Raw sugar futures settled largely higher on Thursday on a steady round of trade and speculative buying, but the market is still pinned in a range and will likely stay in that band for now, brokers said. The New York Board of Trade's October sugar contract rose 0.07 cent to end at 10.22 cents per lb., in a band running from 10.18 to 10.35 cents.
March added 0.04 to 10.51 cents. Two contracts aside, the rest lost 0.02 to 0.04 cent. The more actively traded IntercontinentalExchange NYBOT electronic market for sugar showed the key October contract up 0.05 to 10.20 cents at 1:13 pm.

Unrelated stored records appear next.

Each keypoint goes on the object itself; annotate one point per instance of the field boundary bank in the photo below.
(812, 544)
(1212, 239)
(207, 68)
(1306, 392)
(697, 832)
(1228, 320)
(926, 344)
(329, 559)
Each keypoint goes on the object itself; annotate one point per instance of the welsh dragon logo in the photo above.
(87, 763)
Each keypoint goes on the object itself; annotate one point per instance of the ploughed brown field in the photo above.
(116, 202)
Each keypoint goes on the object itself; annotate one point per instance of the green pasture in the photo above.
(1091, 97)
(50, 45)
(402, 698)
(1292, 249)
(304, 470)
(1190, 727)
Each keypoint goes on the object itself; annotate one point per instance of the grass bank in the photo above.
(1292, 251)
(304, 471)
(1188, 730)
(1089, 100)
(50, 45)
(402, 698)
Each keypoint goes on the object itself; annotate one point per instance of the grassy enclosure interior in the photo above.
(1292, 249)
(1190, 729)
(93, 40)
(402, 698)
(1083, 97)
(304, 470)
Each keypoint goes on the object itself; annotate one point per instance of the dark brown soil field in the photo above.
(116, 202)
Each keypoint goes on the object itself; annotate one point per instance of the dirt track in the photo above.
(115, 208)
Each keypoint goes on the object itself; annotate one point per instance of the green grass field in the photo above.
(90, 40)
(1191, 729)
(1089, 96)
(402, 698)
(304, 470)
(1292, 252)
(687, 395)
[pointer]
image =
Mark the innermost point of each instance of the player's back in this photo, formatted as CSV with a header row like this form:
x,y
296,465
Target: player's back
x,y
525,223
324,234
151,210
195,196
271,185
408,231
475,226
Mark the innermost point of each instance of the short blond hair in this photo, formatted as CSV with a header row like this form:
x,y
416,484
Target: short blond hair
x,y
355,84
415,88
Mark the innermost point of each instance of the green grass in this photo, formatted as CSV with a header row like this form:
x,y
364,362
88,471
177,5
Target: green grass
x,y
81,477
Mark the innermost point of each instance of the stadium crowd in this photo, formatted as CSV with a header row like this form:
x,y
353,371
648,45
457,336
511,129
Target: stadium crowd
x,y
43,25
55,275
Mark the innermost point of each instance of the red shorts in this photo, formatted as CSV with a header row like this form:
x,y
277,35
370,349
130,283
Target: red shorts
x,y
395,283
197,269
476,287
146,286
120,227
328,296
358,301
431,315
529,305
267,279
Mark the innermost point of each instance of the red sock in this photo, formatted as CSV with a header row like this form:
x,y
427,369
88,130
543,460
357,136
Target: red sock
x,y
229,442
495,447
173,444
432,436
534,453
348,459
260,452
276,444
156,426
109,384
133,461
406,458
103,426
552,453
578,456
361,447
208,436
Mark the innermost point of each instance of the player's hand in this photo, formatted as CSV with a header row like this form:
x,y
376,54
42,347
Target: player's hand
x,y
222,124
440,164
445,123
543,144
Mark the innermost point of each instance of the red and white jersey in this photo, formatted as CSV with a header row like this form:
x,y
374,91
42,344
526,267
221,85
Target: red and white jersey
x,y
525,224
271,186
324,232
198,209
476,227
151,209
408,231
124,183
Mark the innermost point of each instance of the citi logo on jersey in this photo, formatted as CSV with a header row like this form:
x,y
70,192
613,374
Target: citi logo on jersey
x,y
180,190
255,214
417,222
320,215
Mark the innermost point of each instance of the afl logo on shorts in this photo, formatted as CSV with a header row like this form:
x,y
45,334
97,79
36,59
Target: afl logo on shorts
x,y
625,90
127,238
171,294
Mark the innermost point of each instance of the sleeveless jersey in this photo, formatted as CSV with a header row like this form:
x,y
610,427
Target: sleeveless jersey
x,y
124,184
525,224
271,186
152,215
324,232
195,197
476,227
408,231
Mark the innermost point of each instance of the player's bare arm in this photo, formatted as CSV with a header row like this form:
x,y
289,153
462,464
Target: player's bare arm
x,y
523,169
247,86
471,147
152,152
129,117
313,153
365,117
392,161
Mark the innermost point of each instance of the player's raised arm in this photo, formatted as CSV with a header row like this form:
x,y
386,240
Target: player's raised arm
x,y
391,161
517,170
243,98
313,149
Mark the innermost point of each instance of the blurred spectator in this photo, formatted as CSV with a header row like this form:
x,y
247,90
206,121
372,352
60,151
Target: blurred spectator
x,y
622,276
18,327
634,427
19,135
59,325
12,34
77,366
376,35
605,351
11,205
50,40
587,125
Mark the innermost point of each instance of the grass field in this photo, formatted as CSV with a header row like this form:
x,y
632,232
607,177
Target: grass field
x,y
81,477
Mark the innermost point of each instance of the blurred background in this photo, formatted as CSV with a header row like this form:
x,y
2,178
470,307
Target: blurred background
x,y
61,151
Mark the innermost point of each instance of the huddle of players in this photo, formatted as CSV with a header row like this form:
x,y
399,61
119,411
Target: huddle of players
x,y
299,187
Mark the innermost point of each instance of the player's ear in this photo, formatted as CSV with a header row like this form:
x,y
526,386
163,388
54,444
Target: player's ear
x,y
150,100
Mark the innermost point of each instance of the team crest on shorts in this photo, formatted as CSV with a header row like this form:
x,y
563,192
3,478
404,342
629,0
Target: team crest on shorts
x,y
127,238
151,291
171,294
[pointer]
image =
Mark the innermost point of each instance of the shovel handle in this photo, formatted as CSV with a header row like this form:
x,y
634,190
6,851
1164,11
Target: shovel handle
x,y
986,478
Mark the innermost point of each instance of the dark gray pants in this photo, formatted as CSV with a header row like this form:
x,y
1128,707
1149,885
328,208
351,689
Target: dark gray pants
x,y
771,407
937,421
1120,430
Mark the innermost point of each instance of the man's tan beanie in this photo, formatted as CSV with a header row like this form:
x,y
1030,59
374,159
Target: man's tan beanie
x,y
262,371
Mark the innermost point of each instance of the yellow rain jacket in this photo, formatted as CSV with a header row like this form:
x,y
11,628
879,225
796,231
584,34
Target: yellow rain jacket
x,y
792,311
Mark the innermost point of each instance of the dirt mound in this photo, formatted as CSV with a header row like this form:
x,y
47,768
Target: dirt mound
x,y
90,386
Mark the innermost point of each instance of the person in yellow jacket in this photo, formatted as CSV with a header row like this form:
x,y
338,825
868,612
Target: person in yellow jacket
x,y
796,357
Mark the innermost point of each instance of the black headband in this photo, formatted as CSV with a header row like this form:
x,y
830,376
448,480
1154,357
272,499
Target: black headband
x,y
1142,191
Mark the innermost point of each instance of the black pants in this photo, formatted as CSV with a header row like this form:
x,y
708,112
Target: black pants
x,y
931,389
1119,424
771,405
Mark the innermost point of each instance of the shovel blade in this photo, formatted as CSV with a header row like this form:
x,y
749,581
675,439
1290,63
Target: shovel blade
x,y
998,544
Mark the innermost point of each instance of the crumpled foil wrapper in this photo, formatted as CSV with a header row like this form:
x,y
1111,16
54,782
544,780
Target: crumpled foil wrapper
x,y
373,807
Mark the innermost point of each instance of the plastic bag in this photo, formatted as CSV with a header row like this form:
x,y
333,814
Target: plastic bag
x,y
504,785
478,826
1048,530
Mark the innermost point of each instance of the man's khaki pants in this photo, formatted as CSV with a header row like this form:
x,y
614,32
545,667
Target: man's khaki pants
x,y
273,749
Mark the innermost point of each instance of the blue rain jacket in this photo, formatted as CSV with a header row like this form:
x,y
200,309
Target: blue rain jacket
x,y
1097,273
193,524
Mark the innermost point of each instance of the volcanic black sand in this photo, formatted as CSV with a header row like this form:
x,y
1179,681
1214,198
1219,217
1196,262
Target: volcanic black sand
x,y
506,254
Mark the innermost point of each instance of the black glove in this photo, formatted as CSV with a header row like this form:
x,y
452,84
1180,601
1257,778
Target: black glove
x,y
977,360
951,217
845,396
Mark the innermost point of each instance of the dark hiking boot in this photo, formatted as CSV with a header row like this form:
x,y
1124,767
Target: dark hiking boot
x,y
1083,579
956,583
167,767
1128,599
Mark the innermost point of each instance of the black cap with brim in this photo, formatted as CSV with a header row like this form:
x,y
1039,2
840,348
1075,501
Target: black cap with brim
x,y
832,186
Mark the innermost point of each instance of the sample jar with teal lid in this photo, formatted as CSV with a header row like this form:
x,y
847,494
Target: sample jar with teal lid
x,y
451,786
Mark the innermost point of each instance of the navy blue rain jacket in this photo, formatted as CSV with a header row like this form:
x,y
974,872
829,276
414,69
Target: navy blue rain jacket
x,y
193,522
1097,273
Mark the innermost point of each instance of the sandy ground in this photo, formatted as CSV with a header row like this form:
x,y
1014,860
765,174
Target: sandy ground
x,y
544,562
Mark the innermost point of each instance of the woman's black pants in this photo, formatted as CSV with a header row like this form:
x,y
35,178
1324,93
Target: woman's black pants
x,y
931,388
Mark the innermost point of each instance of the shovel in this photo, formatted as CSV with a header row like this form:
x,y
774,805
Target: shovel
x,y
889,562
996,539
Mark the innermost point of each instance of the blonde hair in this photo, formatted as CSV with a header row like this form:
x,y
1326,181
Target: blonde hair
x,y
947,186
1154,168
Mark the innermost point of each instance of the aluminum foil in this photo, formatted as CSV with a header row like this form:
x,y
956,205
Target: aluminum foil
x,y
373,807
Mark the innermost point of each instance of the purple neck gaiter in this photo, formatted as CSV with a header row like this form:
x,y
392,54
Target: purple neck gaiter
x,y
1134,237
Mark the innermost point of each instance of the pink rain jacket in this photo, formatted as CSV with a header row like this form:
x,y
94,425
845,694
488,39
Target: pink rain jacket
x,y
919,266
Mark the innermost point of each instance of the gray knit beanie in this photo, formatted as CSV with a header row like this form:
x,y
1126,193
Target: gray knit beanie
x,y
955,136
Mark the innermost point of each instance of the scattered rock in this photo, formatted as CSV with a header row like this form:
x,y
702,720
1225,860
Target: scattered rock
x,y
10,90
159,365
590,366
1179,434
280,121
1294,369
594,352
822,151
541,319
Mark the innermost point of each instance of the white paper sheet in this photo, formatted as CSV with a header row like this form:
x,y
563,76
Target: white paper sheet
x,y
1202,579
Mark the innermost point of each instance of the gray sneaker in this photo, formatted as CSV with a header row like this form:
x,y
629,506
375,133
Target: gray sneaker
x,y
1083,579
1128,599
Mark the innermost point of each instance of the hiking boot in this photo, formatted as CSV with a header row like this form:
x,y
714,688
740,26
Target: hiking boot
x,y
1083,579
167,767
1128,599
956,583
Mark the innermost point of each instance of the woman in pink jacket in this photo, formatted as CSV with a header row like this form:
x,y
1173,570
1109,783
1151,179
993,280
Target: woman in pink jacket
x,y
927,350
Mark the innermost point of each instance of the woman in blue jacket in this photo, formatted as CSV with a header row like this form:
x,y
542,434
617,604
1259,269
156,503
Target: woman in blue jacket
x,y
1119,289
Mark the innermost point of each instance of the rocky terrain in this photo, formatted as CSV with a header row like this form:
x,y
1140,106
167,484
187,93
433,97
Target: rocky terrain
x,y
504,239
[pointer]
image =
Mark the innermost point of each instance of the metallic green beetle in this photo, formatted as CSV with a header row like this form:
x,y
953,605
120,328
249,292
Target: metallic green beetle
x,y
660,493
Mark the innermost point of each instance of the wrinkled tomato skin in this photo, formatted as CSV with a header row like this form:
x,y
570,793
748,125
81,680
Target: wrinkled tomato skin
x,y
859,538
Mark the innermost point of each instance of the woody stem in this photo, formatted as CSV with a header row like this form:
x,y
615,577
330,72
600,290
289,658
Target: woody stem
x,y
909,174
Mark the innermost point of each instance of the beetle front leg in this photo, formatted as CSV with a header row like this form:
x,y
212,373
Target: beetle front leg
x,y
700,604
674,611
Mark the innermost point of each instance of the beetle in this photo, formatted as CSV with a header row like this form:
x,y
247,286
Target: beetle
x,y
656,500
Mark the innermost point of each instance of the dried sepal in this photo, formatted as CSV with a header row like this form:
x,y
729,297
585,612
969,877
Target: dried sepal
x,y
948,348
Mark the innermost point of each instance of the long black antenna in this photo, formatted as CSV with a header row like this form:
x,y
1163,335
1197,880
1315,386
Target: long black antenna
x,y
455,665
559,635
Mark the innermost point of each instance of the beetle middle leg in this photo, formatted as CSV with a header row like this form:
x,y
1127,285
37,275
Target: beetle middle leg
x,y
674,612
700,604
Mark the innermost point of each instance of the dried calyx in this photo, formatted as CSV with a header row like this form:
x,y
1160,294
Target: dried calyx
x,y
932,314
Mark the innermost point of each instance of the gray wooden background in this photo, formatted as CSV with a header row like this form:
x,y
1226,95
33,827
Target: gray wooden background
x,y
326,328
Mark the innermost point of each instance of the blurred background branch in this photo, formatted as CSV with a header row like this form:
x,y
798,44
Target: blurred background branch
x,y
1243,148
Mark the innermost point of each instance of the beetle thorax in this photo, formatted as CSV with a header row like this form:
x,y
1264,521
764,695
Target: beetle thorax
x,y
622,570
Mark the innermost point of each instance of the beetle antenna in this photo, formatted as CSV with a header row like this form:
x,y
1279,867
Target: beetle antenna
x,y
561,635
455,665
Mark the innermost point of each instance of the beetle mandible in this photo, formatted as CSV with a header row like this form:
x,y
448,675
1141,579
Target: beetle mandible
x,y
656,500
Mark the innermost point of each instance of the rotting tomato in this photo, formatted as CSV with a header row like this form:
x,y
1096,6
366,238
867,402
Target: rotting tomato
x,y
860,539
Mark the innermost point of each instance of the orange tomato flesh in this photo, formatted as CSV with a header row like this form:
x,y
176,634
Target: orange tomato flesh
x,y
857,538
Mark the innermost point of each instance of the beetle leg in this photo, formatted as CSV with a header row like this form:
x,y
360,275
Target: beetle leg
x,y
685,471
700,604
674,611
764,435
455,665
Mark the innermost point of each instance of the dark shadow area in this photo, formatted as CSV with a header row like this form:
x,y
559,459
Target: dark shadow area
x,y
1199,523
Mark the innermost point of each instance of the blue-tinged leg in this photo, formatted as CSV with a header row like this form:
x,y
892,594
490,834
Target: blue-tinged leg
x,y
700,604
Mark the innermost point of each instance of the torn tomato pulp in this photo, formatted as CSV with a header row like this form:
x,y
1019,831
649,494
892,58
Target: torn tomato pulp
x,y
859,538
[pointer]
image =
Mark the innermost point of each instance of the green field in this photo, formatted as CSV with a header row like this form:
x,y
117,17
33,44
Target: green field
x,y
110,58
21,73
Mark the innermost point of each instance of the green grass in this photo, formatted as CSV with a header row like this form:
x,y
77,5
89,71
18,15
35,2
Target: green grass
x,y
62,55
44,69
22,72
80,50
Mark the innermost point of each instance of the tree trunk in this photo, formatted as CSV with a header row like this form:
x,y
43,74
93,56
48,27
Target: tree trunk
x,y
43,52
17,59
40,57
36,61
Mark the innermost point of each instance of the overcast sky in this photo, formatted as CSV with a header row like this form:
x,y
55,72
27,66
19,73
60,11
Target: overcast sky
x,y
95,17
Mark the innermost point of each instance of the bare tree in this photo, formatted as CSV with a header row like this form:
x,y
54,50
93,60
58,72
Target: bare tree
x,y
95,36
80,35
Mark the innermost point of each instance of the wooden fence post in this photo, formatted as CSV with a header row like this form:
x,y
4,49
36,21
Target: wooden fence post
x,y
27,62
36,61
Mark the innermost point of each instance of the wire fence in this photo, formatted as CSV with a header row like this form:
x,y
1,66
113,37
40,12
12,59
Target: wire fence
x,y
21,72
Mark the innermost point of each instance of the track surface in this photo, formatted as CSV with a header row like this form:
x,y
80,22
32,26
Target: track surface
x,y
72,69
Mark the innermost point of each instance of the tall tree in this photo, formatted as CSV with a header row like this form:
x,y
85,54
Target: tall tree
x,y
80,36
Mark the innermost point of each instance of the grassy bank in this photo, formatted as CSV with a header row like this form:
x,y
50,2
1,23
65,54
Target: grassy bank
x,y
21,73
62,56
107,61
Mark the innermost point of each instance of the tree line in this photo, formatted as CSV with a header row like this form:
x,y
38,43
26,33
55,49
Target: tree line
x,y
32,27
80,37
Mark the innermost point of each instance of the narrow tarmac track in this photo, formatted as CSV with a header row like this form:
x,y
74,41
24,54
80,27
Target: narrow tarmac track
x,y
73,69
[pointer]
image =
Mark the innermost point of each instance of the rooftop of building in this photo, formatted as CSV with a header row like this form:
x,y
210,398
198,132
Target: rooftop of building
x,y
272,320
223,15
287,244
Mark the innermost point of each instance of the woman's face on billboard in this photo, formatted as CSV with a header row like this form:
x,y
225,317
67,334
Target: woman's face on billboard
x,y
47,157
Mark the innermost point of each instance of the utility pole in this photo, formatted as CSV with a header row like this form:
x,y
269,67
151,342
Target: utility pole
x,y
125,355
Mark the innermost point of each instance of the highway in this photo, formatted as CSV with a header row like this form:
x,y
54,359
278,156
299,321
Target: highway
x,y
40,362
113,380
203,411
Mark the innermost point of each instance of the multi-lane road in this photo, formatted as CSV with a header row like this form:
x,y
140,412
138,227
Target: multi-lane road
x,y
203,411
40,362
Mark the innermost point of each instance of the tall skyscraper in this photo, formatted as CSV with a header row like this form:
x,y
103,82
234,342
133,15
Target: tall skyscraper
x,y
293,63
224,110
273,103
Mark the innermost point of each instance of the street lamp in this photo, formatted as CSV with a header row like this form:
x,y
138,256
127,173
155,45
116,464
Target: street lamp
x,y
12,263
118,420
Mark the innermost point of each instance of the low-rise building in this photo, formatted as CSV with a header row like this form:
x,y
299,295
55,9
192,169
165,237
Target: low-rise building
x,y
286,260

"For now, we're trapped between 10 and 10.50 (cents, basis October) until something comes up on the physical side of the ledger," a dealer for a major brokerage house said. A floor dealer said sugar, as it had done the past few sessions, would see some speculative accounts trying to push October up to 10.50 to touch off automatic buy orders sitting at that level.
"It then runs into trade or producer sales, stalls and comes off again. I think we're going sideways," he said. Fundamentally, most of the trade is keeping an eye on the strong performance of crude prices which may lure producers like top sugar grower Brazil to use more cane to churn out the biofuels ethanol.
The main bearish factor the market is facing would be the bumper supplies flowing out of Brazil and leading consumer India, which recently announced it is exporting 300,000 tonnes of sugar.
Technicians feel resistance in the October contract was at 10.50/53 cents, with support in the area of 10 cents. Volume traded in the open-outcry pit around noon was 3,031 lots, from the previous 5,193 lots. Call volume was 9,361 lots and puts stood at 15,585 lots. Screen trade on Wednesday was 46,641 lots and total volume was 51,834 lots.
Open interest in the No 11 world raw sugar market dropped 3,434 to 703,688 lots as of July 25. There were no deals in the ethanol market. The US domestic electronic sugar market saw the November contract up 0.04 at 21.44 cents at 1:13 pm. Screen volume in the No 14 domestic sugar market on Wednesday was 847 lots and 73 lots were traded in the pit.